The Distant Hours by Kate Morton (3 stars)
This was the second book I have read by this author, good thing it was not the first or else I never would have read another by her. This was a long, overly descriptive, and repetitive slog of depressing events. I almost couldn’t get through it and wanted to start skimming pages just to get to the end. Over 500 pages of the author trying to be clever with flowery descriptions that detracted from the story instead of adding to it, just inflating the word count, and annoying the reader. Not much story here unless you like dysfunctional old maid sisters who are weaklings and ruin life for each other. I could not bear one more description of a character lighting up another cigarette, they did it over and over, and over again, just a whole lot of smoking going on, not much else. They should have all died of lung cancer or the fire would have been more believable if one of the sisters left a burning cigarette butt fall on the carpet. Disappointed.

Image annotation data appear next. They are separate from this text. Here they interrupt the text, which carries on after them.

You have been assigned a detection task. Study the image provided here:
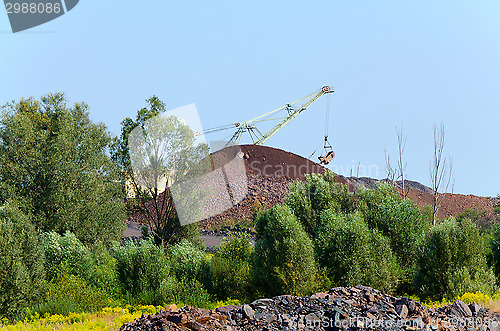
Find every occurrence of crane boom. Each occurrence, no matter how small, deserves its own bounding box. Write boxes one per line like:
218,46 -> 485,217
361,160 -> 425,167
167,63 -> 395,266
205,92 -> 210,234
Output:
226,86 -> 334,146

Flu by Gina Kolata (3 stars)
Not quite what I was expecting. Although the book does contain some interesting information about the search for the virus that caused the 1918 flu epidemic, it falls rather short on answering any burning questions about it. The book contains a lot of ancillary information, like listings of education degrees, names of scientists who attended conferences and strong unflattering opinions about an expedition to Norway to retrieve the virus (so it can possibly be studied), from burials of flu victims in arctic permafrost. It seems like the author was just trying to inflate word count without much of a real science mystery. A mediocre attempt. Blah.
Before I Go to Sleep by S. J. Watson (1/2 star)
Awful, awful, awful!!! Very repetitive, nothing really happens, the main character is nutty and disorganized, and you will feel that way when you read this book. Nothing redeemable about it. It’s surprising how terrible books like this actually get published.